Sin embargo, hay cosas contra las que uno no se puede resistir. Mi debilidad son las antigüedades fotográficas (the goat tend to the mountain, o sea, la cabra tira al monte) y hay cosas contra las que no me puedo resistir. Ayer, por ejemplo, en la parte en donde se ponen los calés de Hungría, había dos cajitas de cartón. Tenían el tamaño de la palma de una mano y (¡Oh, fortuna!) estaban en perfecto estado. El puesto lo atendía un adolescente, vestido con la consabida cazadora de cuero y los consabidos pantalones de chandal. Yo, puse cara de póker (porque si te toman por un turista estás frito) y, con esa cara de lord inglés, abrí una de las cajitas. Estaba llena de placas de cristal (¡Bingo! Me dije ). Saqué una o dos. Eran negativos, fotos de personas y estaban en perfectas condiciones.

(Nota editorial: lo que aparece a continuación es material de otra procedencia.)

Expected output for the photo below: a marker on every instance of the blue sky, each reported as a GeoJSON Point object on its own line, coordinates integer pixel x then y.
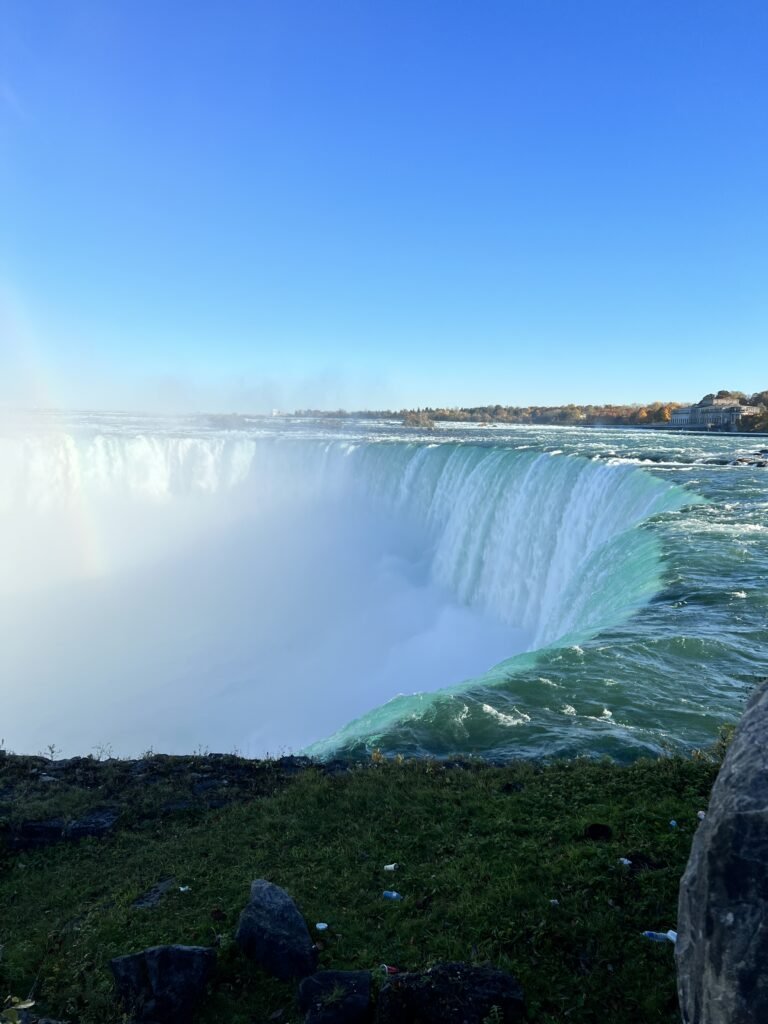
{"type": "Point", "coordinates": [242, 205]}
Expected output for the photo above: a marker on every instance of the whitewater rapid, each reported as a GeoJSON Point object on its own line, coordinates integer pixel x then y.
{"type": "Point", "coordinates": [282, 587]}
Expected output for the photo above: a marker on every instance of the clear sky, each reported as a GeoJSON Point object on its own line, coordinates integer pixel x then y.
{"type": "Point", "coordinates": [240, 205]}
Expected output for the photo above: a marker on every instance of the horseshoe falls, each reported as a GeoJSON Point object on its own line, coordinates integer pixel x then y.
{"type": "Point", "coordinates": [275, 586]}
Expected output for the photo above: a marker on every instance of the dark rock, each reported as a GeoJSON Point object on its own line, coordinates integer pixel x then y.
{"type": "Point", "coordinates": [599, 833]}
{"type": "Point", "coordinates": [96, 823]}
{"type": "Point", "coordinates": [177, 806]}
{"type": "Point", "coordinates": [164, 984]}
{"type": "Point", "coordinates": [451, 993]}
{"type": "Point", "coordinates": [34, 835]}
{"type": "Point", "coordinates": [336, 767]}
{"type": "Point", "coordinates": [292, 765]}
{"type": "Point", "coordinates": [208, 783]}
{"type": "Point", "coordinates": [722, 945]}
{"type": "Point", "coordinates": [512, 786]}
{"type": "Point", "coordinates": [272, 933]}
{"type": "Point", "coordinates": [336, 997]}
{"type": "Point", "coordinates": [154, 896]}
{"type": "Point", "coordinates": [642, 862]}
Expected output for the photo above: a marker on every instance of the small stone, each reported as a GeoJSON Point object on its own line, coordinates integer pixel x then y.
{"type": "Point", "coordinates": [598, 832]}
{"type": "Point", "coordinates": [336, 997]}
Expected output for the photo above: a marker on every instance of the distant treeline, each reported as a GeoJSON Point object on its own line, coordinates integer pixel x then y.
{"type": "Point", "coordinates": [654, 413]}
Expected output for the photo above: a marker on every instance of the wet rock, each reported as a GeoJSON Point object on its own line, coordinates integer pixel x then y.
{"type": "Point", "coordinates": [336, 997]}
{"type": "Point", "coordinates": [272, 933]}
{"type": "Point", "coordinates": [598, 832]}
{"type": "Point", "coordinates": [451, 993]}
{"type": "Point", "coordinates": [97, 822]}
{"type": "Point", "coordinates": [722, 944]}
{"type": "Point", "coordinates": [35, 835]}
{"type": "Point", "coordinates": [154, 896]}
{"type": "Point", "coordinates": [163, 984]}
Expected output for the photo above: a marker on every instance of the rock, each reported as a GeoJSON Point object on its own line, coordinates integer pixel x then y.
{"type": "Point", "coordinates": [451, 993]}
{"type": "Point", "coordinates": [336, 997]}
{"type": "Point", "coordinates": [272, 933]}
{"type": "Point", "coordinates": [598, 832]}
{"type": "Point", "coordinates": [163, 984]}
{"type": "Point", "coordinates": [722, 944]}
{"type": "Point", "coordinates": [98, 822]}
{"type": "Point", "coordinates": [154, 896]}
{"type": "Point", "coordinates": [34, 835]}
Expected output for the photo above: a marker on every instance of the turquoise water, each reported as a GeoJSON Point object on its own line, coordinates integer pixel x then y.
{"type": "Point", "coordinates": [683, 603]}
{"type": "Point", "coordinates": [338, 587]}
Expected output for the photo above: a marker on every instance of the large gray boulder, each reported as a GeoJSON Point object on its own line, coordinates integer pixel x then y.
{"type": "Point", "coordinates": [272, 933]}
{"type": "Point", "coordinates": [722, 944]}
{"type": "Point", "coordinates": [163, 984]}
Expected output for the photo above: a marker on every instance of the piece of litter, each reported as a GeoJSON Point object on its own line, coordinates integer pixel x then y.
{"type": "Point", "coordinates": [670, 936]}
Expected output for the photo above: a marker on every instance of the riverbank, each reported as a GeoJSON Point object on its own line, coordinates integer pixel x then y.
{"type": "Point", "coordinates": [497, 864]}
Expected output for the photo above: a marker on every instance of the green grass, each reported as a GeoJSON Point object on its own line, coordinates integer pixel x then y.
{"type": "Point", "coordinates": [482, 852]}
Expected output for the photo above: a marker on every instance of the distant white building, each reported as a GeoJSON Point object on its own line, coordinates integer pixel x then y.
{"type": "Point", "coordinates": [713, 414]}
{"type": "Point", "coordinates": [681, 417]}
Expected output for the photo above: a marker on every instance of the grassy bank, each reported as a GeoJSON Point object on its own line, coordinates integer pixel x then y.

Afectando mucho desinterés (esa es la clave), ofrecí una suma por las dos cajitas:

¿Diez euros por las dos? –en total unas treinta placas de cristal.

El chaval preguntó algo a su padre en un idioma incomprensible para mí y aceptó. Y yo me marché corriendo con mi tesoro, antes de que alguien se arrepintiese de la transacción.

Luego, busqué un lugar seguro –el parque que hay enfrente del café Rudigerhof- y me puse a mirar al trasluz mis placas, que también han visto mis lectores a lo largo de este reportaje.

Mostraban las vacaciones en la playa, en algún punto de Alemania, de una familia (¿Austriaca?). En una de las cajas, a lápiz, alguien había escrito “Strand 1934”. En las fotos no había ningún indicio de quién eran aquellas personas a las que, en aquel momento, les quedaban cinco años de paz. En 1934, momento en el que se tomaron las fotos (quizá, incluso, en los días en que se tomaron las fotos) las nubes se empezaban a amontonar en el horizonte europeo. En Agosto de 1934 murió Hindenburg y Adolf Hitler fue nombrado canciller del Reich y adoptó el título de Führer. Poco antes, había sucedido la noche de los cuchillos largos, que llevó a consolidar el siniestro reinado del terror del austriaco. Un reinado del terror que terminaría con la vida de varios millones de seres humanos directa o indirectamente ¿Hasta qué punto sabían las personas que salen en las fotos que Alemania, el país en donde pasaban pacíficamente las vacaciones, se precipitaba con paso lento pero seguro hacia el precipicio? Nadie puede saberlo. Eran ricos (No todo el mundo podía permitirse una cámara de fotos en aquellos días) y hacían el payaso frente a la cámara pensando, como pensamos todos, que las desgracias y las catástrofes solo les suceden a los demás.

El ser humano es igual de ingénuo en todas las épocas de la historia y los rastrillos, que no son más que catálogos de las cosas que dejan los muertos tras de sí, sirven para confirmarlo.